Hal ini ditunjukkan dengan sudah 3 (tiga) generasi Bupati tidak
pernah dijabat oleh keluarga Puri Karangasem.Ketika memasuki masa kemerdekaan
Indonesia, keturunan Puri Karangasem tersebut yang menjadi Bupati pertama
Karangasem adalah anak pertama AAAA Ketut Karangasem, yakni Anak Agung Gede
Jelantik.AA Gede Jelantik sempat digantikan oleh kalangan bukan Puri Gede (Puri
Karangasem), yakni I Gusti Lanang Rai. Pengganti I Gusti Lanang Rai kembali
berasal dari Puri Gede, yaitu Anak Agung Gede Karang-ayah AA Arya
Mataram-hingga 2,5 kali masa jabatan (12 tahun) menjadi Bupati Karangasem.

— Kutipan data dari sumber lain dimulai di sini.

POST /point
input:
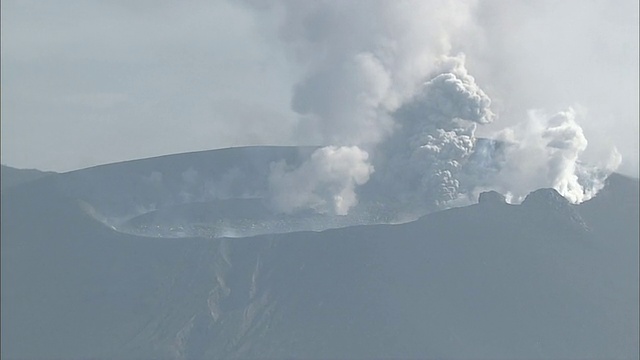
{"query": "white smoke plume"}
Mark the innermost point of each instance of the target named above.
(326, 182)
(360, 60)
(379, 75)
(436, 137)
(545, 151)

Setelah masa itu, dari Puri Karangasem tidak ada lagi yang menjabat
sebagai Bupati Karangasem. Mulai tahun 1970-an masa partai-partaian, tiga
bupati di Karangasem tidak berasal dari puri dan biasanya jatah polisi. Bupati
tersebut adalah I Ketut Merta, Sm.ik, kemudian pasca reformasi dijabat oleh
Drs. I Gede Sumantara Adi Prenata, dan I Wayan Geredeg.

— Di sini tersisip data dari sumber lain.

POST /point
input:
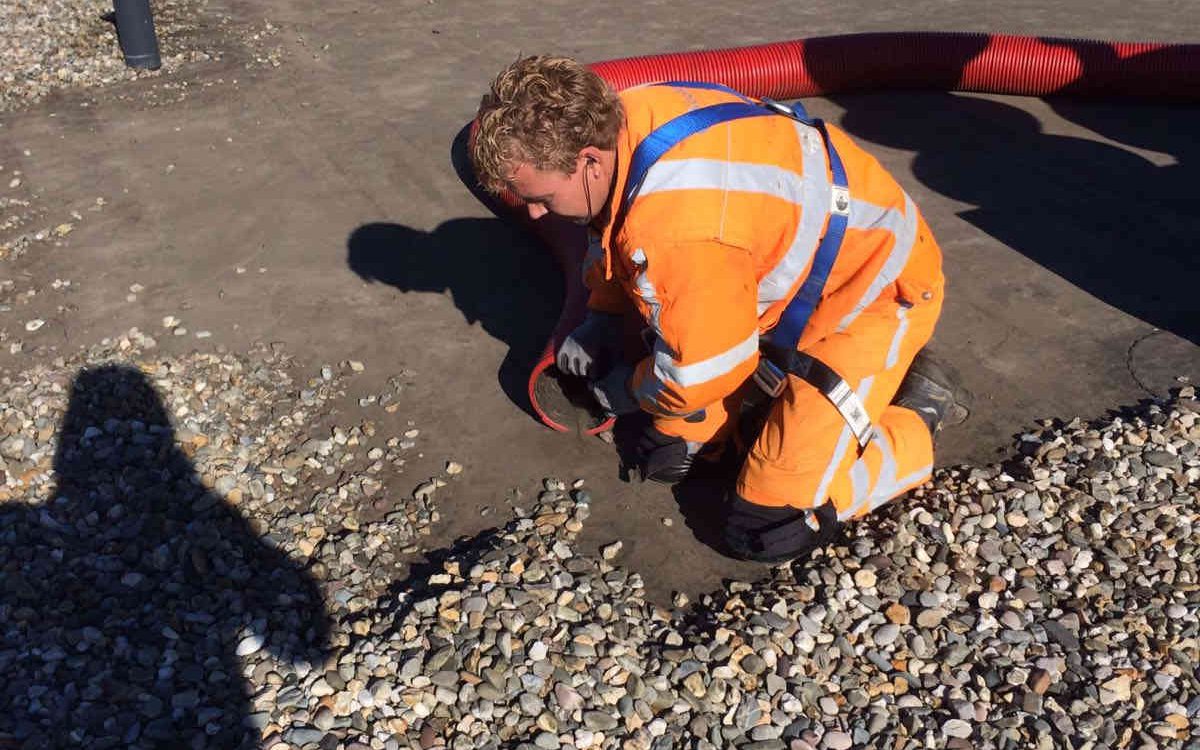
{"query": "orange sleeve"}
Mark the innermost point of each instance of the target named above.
(701, 300)
(604, 294)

Selain dari dominasi terhadap jabatan Bupati, indikasi terhadap
memudarnya kekuasaan Puri Karangasem juga bisa dilihat
dari munculnya elit-elit baru yang mampu menguasai sumber-sumber ekonomi
masyarakat Karangasem. Dengan pengaruh globalisasi dengan sistem kapitalismenya
adanya elit baru di bidang ekonomi tersebut membuat terjadinya pergeseran
pandangan masyarakat terhadap siapa yang berkuasa, karena dengan melihat kondisi
perekonomian masyarakat Karangasem maka masyarakat akan cenderung “ikut” pada
pemilik modal. Beberapa elit ekonomi baru yang muncul di Karangasem seperti :
Gusti Tusan, Suryanata Sari, dan I Wayan Geredeg.
1. Kesimpulan
Dari uraian di atas dapat disimpulkan bahwa terjadinya transformasi
kekuasaan di Karangasem salah satunya mendapat pengaruh dari globalisasi yang
memberikan cara pandang baru termasuk melahirkan kapitalisme. Dimana
transformasi kekuasaan tersebut ditandai dengan adanya elit-elit baru yang
mampu menggeser dari kekuasaan Puri yang berasal dari sistem kasta.Selain itu
transformasi kekuasaan juga melahirkan diperjuangkannya sistem warna sebagai
sebuah bentuk hubungan dalam masyarakat.
Dengan demikian hal ini merupakan sebuah fenomena di tengah semakin
menguatnya kedudukan Puri karena pengaruh desentralisasi yang diterapkan dengan
pelaksanaan Pilkada Bali.Sebagaimana yang terjadi pada Badung dan Gianyar.